Professional ratings
Review scores
| Source | Rating |
| Allmusic |  |

==Critical reception==
AllMusic's Stephen Thomas Erlewine gave the album a positive review and rated it as three stars out of five, saying that it "resonates longer and louder than Feel That Fire even when it shares much of the same radio-ready DNA." In 2017, Billboard contributor Chuck Dauphin placed one track from the album on his top 10 list of Bentley's best songs: "Am I the Only One" at number nine.

==Chart performance==
The album debuted at number seven with 55,000 copies on the US Billboard 200 chart. As of February 2014, the album has sold 294,000 copies in the United States.

==Track listing==

| No. | Title | Writer(s) | Length |
|---|---|---|---|
| 1. | "Am I the Only One" | Dierks Bentley, Jim Beavers, Jon Randall | 3:11 |
| 2. | "Gonna Die Young" | Jason Delkou, Eric Paslay, Bruce Wallace | 2:55 |
| 3. | "Tip It On Back" | Ross Copperman, Jon Nite, Tully Kennedy | 3:26 |
| 4. | "Home" | Bentley, Brett Beavers, Dan Wilson | 3:58 |
| 5. | "Diamonds Make Babies" | J. Beavers, Lee Thomas Miller, Chris Stapleton | 3:23 |
| 6. | "In My Head" | Marv Green, Paul Jenkins, Jason Sellers | 3:34 |
| 7. | "Breathe You In" | Bentley, Marty Dodson, Ryan Tyndell | 3:47 |
| 8. | "The Woods" | Bentley, Randall, Jaren Johnston | 3:15 |
| 9. | "When You Gonna Come Around" (with Karen Fairchild) | Jamie Hartford, Gary Nicholson | 3:26 |
| 10. | "5-1-5-0" | Bentley, B. Beavers, J. Beavers | 3:02 |
| 11. | "Heart of a Lonely Girl" | Travis Howard, Charlie Worsham | 3:34 |
| 12. | "Thinking of You" | Bentley, J. Beavers | 7:01 |
| Total length: |  |  | 44:32 |

Best Buy Bonus Tracks
| No. | Title | Length |
|---|---|---|
| 13. | "Cold Cans" | 3:33 |
| 14. | "Line #7" | 4:19 |

==Personnel==
Credits adapted from Allmusic and album liner notes.

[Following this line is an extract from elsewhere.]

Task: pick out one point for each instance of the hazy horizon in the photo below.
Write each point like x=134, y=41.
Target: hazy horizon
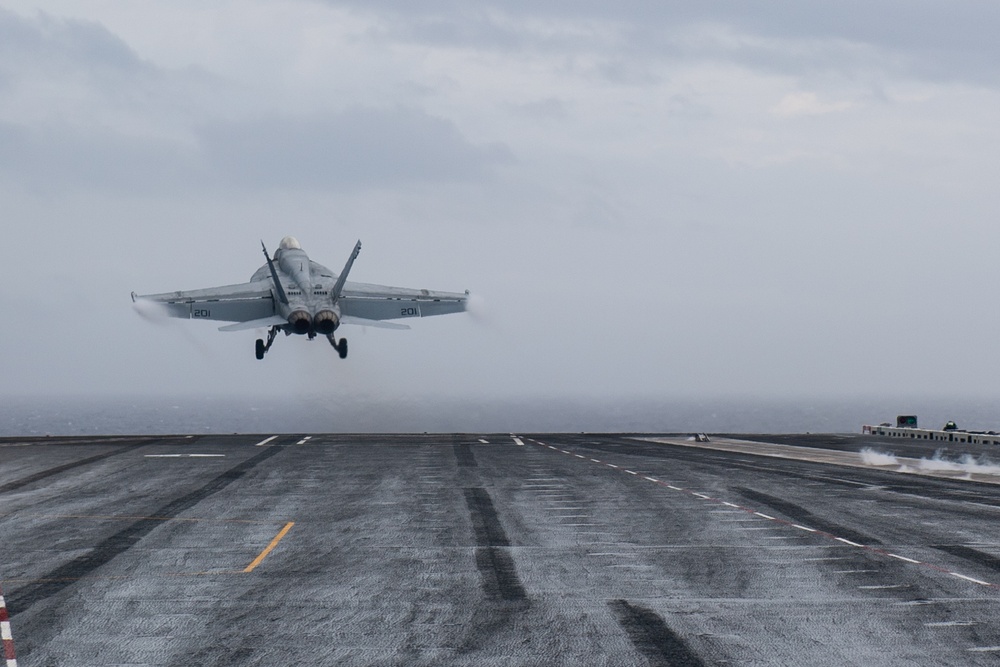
x=646, y=200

- Technical and production
- Luke Wooten - engineer, mixing, producer
- Gary Paczosa - engineer, mixing
- Brandon Bell - engineer, assistant
- Brett Beavers - producer
- Jon Randall - producer
- Kyle Manner - digital editing
- Andrew Mendelson - mastering
- Hank Williams - mastering
- Production assistant - Greg Mangum, Scott Johnson

Design
- Art direction - Joanna Carter
- Art producer - Michelle Hall
- Assistants - Jon Ashley, Jeremy Brown, Evan Bradford, Leslie Richter
- Design - Glen Nakasako
- Photography - James Minchin III, Ryan Silver

Musicians
- Accordion - Mike Rojas
- Acoustic guitar - Bryan Sutton, Jaren Johnston, Brett Beavers, Jim Beavers, Steven Sheehan, Jedd Hughes
- Banjo - Bryan Sutton
- Bass guitar - Jimmy Carter, Michael Rhodes
- Dobro - Randy Kohrs
- Drums - Steve Brewster, Shannon Forrest
- Programming - Brett Beavers
- Electric guitar - Luke Wooten, Jedd Hughes, Tom Bukovac, J. T. Corenflos, Kenny Greenberg, Rob McNelley
- Fiddle - Sam Bush, Larry Franklin, Andy Leftwich
- Guitjo - Bryan Sutton
- Mandolin - Andy Leftwich, Bryan Sutton, Tim O'Brien
- Pedal steel guitar - Gary Morse, Scotty Sanders, Dan Dugmore
- Percussion - Jaren Johnston, Steve Brewster, Eric Darken
- Piano - Mike Rojas
- Lead Vocals - Dierks Bentley
- Duet Vocals - Karen Fairchild on "When You Gonna Come Around"
- Background Vocalists - Jaren Johnston, Jon Randall, Chris Stapleton, Evie Bentley, Caylin Cervetti, Perry Coleman, Morgane Hayes, Lona Heins, Russell Terrell

==Charts==

===Weekly charts===

| Chart (2012) | Peak position |
|---|---|
| Australian Country Albums (ARIA) | 7 |
| Canadian Albums (Billboard) | 12 |
| US Billboard 200 | 7 |
| US Top Country Albums (Billboard) | 1 |

===Year-end charts===

| Chart (2012) | Position |
|---|---|
| US Billboard 200 | 135 |
| US Top Country Albums (Billboard) | 28 |

| Chart (2013) | Position |
|---|---|
| US Top Country Albums (Billboard) | 66 |

==Certifications==

| Region | Certification | Certified units/sales |
| United States (RIAA) | Gold | 500,000^{‡} |
^{‡} Sales+streaming figures based on certification alone.